With Blues Blast magazine calling his playing “speed-freak fast and clean and crisp” and Northwest Music Scene deeming him “a force to be reckoned with,” venerated rock guitarist, keyboardist, and singer Pat Travers brings his ensemble the Pat Travers Band to Davenport's Redstone Room on October 14, the high-energy trio playing from a repertoire of hits dating all the way back to Travers' self-titled 1976 debut.

With the band's newest album hailed by Our Culture magazine as “their most cohesive and inviting effort to date, reaching for the kind of sweeping arrangements that also render it their most rewarding,” the indie rockers of Wild Pink play an October 8 headlining concert at Davenport's Raccoon Motel, their new A Billion Little Lights also hailed by Stereogum as “one of the most exquisitely pretty rock albums in recent memory.”

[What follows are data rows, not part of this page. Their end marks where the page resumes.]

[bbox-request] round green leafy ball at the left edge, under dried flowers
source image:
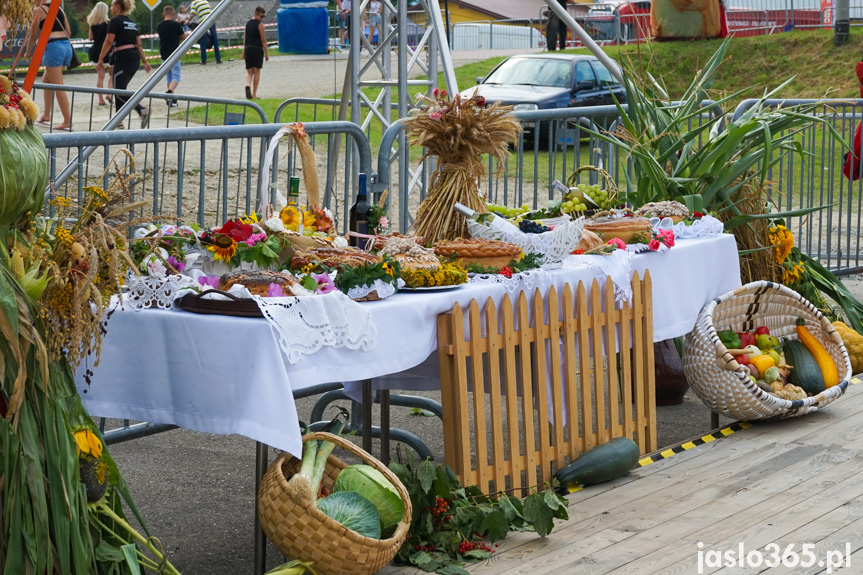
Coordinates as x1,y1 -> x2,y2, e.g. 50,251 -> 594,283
0,124 -> 48,225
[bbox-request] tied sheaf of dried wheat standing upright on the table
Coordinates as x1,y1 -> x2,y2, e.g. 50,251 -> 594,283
405,89 -> 521,244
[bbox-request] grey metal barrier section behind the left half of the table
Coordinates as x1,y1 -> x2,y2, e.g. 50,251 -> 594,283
45,122 -> 372,231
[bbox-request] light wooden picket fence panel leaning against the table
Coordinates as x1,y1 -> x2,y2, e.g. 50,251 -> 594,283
438,272 -> 656,493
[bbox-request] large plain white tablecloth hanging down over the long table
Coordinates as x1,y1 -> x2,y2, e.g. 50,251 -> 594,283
78,235 -> 740,456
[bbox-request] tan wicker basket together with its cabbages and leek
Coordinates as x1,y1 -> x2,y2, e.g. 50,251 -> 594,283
258,432 -> 411,575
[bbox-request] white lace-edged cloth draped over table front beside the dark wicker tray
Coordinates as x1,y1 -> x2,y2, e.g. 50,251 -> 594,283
252,291 -> 378,363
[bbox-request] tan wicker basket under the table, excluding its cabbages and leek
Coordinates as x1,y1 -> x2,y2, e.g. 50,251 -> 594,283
258,432 -> 411,575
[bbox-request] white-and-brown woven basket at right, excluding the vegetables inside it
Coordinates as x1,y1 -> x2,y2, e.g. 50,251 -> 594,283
683,281 -> 851,421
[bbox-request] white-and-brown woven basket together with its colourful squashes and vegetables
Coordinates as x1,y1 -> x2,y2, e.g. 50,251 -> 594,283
683,281 -> 851,421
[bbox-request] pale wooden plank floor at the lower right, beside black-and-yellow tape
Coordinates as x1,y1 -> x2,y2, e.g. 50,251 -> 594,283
384,384 -> 863,575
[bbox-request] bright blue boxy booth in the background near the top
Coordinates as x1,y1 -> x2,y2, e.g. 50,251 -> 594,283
279,0 -> 330,54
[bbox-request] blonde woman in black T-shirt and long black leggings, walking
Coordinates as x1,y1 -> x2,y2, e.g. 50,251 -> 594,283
96,0 -> 153,129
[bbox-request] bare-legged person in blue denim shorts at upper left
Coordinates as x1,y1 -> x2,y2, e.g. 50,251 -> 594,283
26,0 -> 72,132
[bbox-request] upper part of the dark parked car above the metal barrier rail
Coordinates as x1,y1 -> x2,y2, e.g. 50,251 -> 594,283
461,54 -> 626,110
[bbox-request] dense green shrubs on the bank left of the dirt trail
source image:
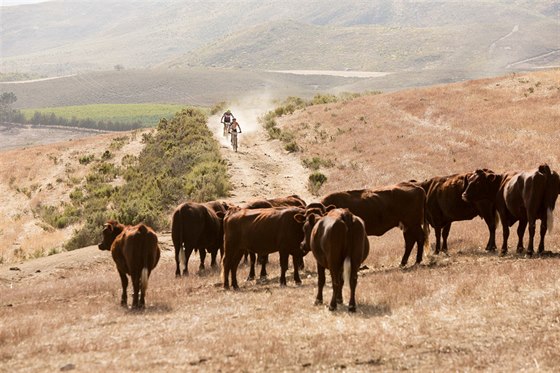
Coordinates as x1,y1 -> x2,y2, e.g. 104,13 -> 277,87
60,108 -> 231,250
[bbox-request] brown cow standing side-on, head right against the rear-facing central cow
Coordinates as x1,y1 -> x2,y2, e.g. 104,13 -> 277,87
222,207 -> 305,289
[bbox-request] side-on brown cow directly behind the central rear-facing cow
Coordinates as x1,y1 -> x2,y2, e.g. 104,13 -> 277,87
321,181 -> 430,267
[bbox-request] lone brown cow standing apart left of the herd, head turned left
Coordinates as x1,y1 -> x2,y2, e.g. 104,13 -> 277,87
98,220 -> 160,309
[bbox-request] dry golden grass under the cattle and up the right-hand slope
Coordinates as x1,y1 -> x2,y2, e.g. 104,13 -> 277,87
0,70 -> 560,372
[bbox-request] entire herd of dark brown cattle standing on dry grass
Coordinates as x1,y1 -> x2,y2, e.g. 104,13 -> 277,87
99,164 -> 560,311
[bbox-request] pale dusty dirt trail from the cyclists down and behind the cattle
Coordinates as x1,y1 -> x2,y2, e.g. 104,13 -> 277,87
0,99 -> 313,286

Praised by NPR for their music that “all sounds impeccable without losing its sense of lightness and joy,” the string quartet Invoke serves as the latest guests in the Quad City Arts Visiting Artist series, with the musicians' five concert events between October 5 and 7 sure to demonstrate why the Austin Chronicle calls the group “purveyors of chamber music that busts through genres in the quartet's spicy performances.”

A lauded touring project by singer/songwriter Jason Singer, Michigander plays an October 12 concert at Davenport's Raccoon Motel, the artist noted for performing music that, in the words of the River Cities' Reader's Max Allison, “carries a kind of universality that extends beyond the Midwest region to encompass any spot in which someone might feel fundamentally out of place, heartbroken, or – alternately – exactly in the place he or she belongs.”

An early member of REO Speedwagon whose guitar talents were described by the Michigan Daily as “B.B. King played through Jimi Hendrix (with a touch of Andy Gill),” blues guitarist, songwriter, vocalist, and humorist Duke Tumatoe and his ensemble the Power Trio play Davenport's Redstone Room on October 8, sharing the talents that enabled the headliner and Chicago native to open for the legendary likes of Muddy Waters, Buddy Guy, George Thorogood, and John Fogerty.

Lauded by World Music Report as an “energetic and ingenious musician and drummer” whose music “is a boiling and bubbling cauldron of African Highlife and every other kind of rhythmic style,” Afro-fusion percussionist and composer Paa Kow plays Davenport's Redstone Room in a Guest List Series co-presentation with Quad City Arts, the free October 7 event sure to prove why Modern Ghana calls the performer “Ghana's most artistic drummer.”

Performing locally in a special event sponsored by Pierce's Promise, beloved folk singer/songwriter Cody Diekhoff – better known by his recording alias Chicago Farmer – plays an October 2 concert at Davenport's Redstone Room, the artist a soulful crooner and guitarist who inspired No Depression to rave, “If the Midwest is looking for a voice, the search is over.”

A stunningly gifted singer, comedian, and ventriloquist who, at age 13, was the grand-prize winner of the 12th season of NBC's America's Got Talent, Darci Lynne Farmer brings her singular talents and felt-laden pals to Davenport's Adler Theatre on October 10 alongside some of her touring friends, among them the diva-esque rabbit Petunia, the shy and soulful mouse Oscar, and a sarcastic old lady (puppet) named Edna.

Touring in support of the band's recently released third album Walkman, a recording described by Paste magazine as “a jubilant half-hour punctuating a newfound maturity,” the Minnesota-based Bad Bad Hats play Davenport venue the Raccoon Motel on October 13 demonstrating the talents that NPR described as “programmed to fire all neural pathways associated with carefree indie-rock fun.”

Described by Cleveland.com as “justly acclaimed as a titanic force at the keyboard,” special guest Garrick Ohlsson joins the Quad City Symphony Orchestra for the ensemble's October 2 and 3 presentations of The New World, the first concerts in the musicians' 2021-22 Masterworks season, and performances showcasing a pianist whose recent concert engagement was described by the New York Times as “a vigorous, crisp, and clear performance without a trace of Romantic excess.”